The VKPB has its origins in the Bolshevik Platform of the Communist Party of the Soviet Union, which was formed on 13 July 1991. This platform directly opposed the official party leadership under Mikhail Gorbachev, considering Perestroika to be destructive to the socialist system in the USSR. The platform was led by Nina Andreyeva, a lecturer at the Leningrad Technological Institute.

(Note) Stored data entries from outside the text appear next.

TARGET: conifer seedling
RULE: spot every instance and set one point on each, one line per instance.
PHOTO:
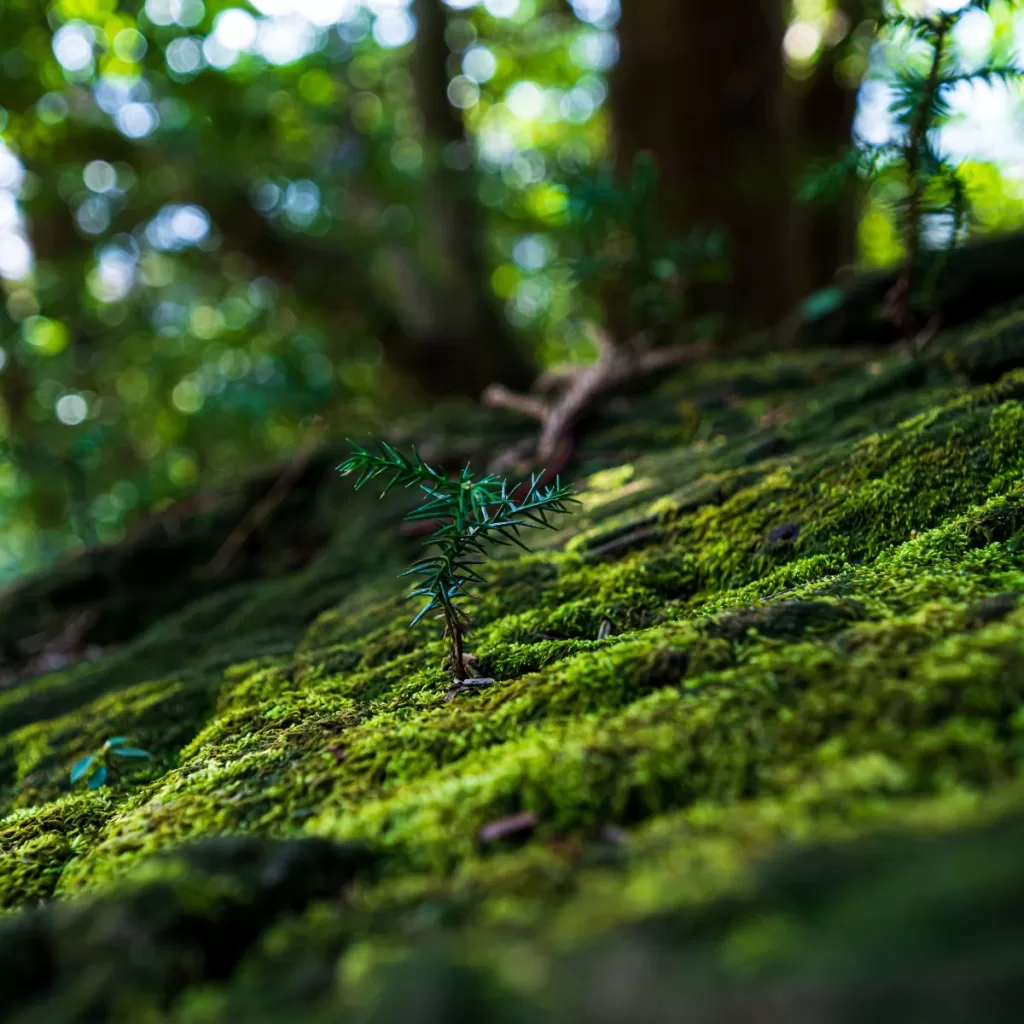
(470, 515)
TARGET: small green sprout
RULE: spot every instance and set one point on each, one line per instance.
(95, 768)
(468, 514)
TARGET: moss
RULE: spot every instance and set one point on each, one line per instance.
(814, 634)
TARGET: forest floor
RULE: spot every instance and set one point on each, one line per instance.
(785, 784)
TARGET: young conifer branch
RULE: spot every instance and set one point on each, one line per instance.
(471, 515)
(935, 184)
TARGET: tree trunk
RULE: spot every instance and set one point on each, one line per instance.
(825, 108)
(700, 86)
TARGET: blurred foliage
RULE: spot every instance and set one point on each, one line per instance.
(624, 259)
(207, 208)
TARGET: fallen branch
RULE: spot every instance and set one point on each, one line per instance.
(580, 387)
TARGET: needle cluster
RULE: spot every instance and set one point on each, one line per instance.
(470, 515)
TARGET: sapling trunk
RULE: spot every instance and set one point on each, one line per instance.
(468, 515)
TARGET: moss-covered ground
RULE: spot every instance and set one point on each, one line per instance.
(790, 777)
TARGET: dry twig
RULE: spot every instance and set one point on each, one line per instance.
(574, 389)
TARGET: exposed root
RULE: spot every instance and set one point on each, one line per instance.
(573, 391)
(466, 686)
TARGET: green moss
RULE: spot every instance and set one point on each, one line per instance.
(810, 584)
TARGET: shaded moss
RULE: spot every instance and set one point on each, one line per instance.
(811, 638)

On 21 September 1991, a conference of the All-Union Society "Unity for Leninism and Communist Ideals" was held in the Leningrad Oblast, along with members of the Organizing Committee of the Bolshevik Platform in the CPSU. The conference decided to prepare for the founding congress of the Bolshevik-Leninist Party. As a result, the founding congress of the All-Union Communist Party of Bolsheviks was held semi-legally in Leningrad on 8 November 1991. The party's founders declared their inheritance of revolutionary traditions and a complete break with the "anti-people policy of the opportunist leadership" of the CPSU, which had initiated "the destruction of the socialist system, the collapse of the country, and the liquidation of the party created by Lenin."

It published a newspaper called Edinstvo (Единство), Bolshevik (Большевик), Bolshevik Kavkaza (Большевик Кавказа), Bolshevik Stavropol'ja (Большевик Ставрополья), Bolshevik Osetii (Большевик Осетии), Vpered (Вперед), Serp i Molot (Серп и Молот), Golos Stalingrada (Голос Сталинграда) and Raboche-Krest'janskaja pravda (Рабоче-Крестьянская правда). Its youth section is the All-Union Young Guard Bolsheviks.

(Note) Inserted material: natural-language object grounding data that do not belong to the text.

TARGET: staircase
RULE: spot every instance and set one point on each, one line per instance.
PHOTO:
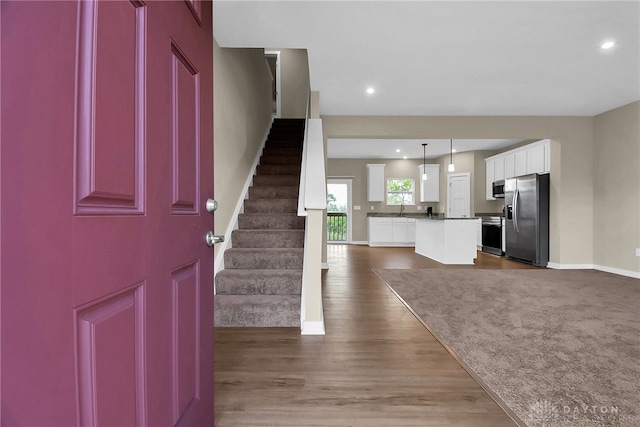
(261, 283)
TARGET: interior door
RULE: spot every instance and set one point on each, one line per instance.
(106, 280)
(459, 195)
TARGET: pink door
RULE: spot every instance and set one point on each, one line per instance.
(106, 165)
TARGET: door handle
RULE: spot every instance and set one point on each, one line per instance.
(212, 239)
(211, 205)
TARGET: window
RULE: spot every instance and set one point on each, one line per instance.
(399, 191)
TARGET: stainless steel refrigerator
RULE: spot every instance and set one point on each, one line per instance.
(526, 200)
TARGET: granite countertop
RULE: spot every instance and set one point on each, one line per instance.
(397, 215)
(412, 215)
(441, 218)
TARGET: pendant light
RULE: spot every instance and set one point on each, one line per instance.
(424, 161)
(452, 167)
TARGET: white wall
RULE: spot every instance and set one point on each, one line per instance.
(616, 189)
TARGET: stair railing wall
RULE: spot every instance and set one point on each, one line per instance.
(312, 202)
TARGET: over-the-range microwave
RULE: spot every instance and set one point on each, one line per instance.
(498, 189)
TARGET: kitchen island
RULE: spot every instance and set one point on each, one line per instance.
(447, 240)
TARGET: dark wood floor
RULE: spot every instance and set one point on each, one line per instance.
(377, 365)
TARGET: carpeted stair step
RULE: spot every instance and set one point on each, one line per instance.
(262, 280)
(268, 238)
(270, 206)
(257, 310)
(270, 220)
(273, 192)
(278, 151)
(289, 180)
(263, 258)
(280, 160)
(259, 282)
(278, 169)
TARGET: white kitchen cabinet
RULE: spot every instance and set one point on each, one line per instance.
(490, 177)
(536, 159)
(429, 189)
(521, 163)
(391, 231)
(498, 169)
(375, 182)
(531, 158)
(509, 166)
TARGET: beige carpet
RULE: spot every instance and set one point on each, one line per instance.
(558, 347)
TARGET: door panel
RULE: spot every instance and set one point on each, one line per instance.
(110, 108)
(105, 398)
(184, 133)
(107, 156)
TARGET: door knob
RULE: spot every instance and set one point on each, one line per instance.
(211, 205)
(212, 239)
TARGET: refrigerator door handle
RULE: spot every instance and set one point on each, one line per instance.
(515, 209)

During its history, the party has experienced several splits. Splinters often took similar names.

- All-Union Communist Party (Bolsheviks) (VKP(b)) — the split occurred in 1995, after the expulsion of Secretary Alexander Lapin, over the issue of the party's participation in the parliamentary elections of that year.
- All-Union Communist Party of Bolsheviks (Revolutionaries) (VKPB(r)) — split in 2015 after a conflict between Andreyeva's supporters and party members who accused her of abandoning Bolshevism and veering the party to the right. As a result, the Central Committee expelled the protesting group, which, in turn, reorganised and declared itself a revival of the true VKPB.
- In the summer of 2020, after Andreyeva's death, a group of members formed the alternative Central Committee of the VKPB, which is based in Pyatigorsk. Its General Secretary is Nikolay Degtyarenko. The organization is called VKPB (North Caucasus Bureau) (VKPB (SKB)). The organization considers itself the real VKPB.
- Since 2022, the VKPB (General Secretary V. Zelikov) supplements its name with the name of Nina Andreyeva — VKPB (Nina Andreyeva's)
- In 2021, some of the party's primary organizations held an independent congress. These organizations received the informal name VKPB (Sverdlovsk Congress).

In December 2021, a joint plenum of the Central Committees of the VKPB and VKP(b) was held, where a decision was made to prepare for a unification congress.

In November 2022, the VKP(b) and VKPB (Sverdlovsk Congress) held a unification congress. The new party was named the Marxist–Leninist Party of Bolsheviks (MLPB) (Марксистско-ленинская партия большевиков). However, this decision was not made by all the primary organizations of the VKP(b).

==Ideology==
The official ideology of the VKPB is Bolshevism in its orthodox, revolutionary form, endorsing the creative development of Marxist-Leninist theory as pioneered by Joseph Stalin. The VKPB actively condemns revisionism in the communist movement. It considers its primary goal to be a socialist revolution, followed by the establishment of the dictatorship of the proletariat.